Fazem parte do elenco escalado para a edição, que terá sessões às 11h e às 15h, os atores Tonico Pereira ("A grande família"), Solange Badim ("Salve Jorge"), Mariana Xavier ("Minha mãe é uma peça"), Carlos Machado ("Amor à vida"), Sidney Sampaio ("Salve Jorge"), Douglas Silva ("Esquenta"), a jornalista Leda Nagle ("Sem censura"), além de representantes da cidade, os escritores Eliardo França e Mary França, a atriz Sandra Emília, as jornalistas Christina Musse e Érica Salazar, o músico Dudu Costa, entre outros.

 

Leitura inesquecível

Segundo o produtor Marcelo Aouila, cinco pontos foram pensados para tornar o projeto de incentivo à leitura ‘Lê pra mim?’ diferente dos demais.

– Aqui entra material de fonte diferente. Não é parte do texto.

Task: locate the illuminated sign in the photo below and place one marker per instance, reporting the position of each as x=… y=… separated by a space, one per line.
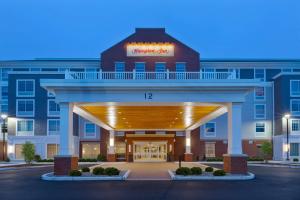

O primeiro deles foi o fato de os produtores não terem conhecimento de nenhum outro evento que reunisse, em um curto espaço de tempo, tantos artistas. "O objetivo principal é fazer com que essas crianças tenham um referencial. Queremos que eles pensem: ‘Se esse artista que eu admiro, que eu vejo na TV, um músico, um escritor, um jogador de futebol, uma bailarina, está lendo para mim, ler deve ser uma coisa realmente boa".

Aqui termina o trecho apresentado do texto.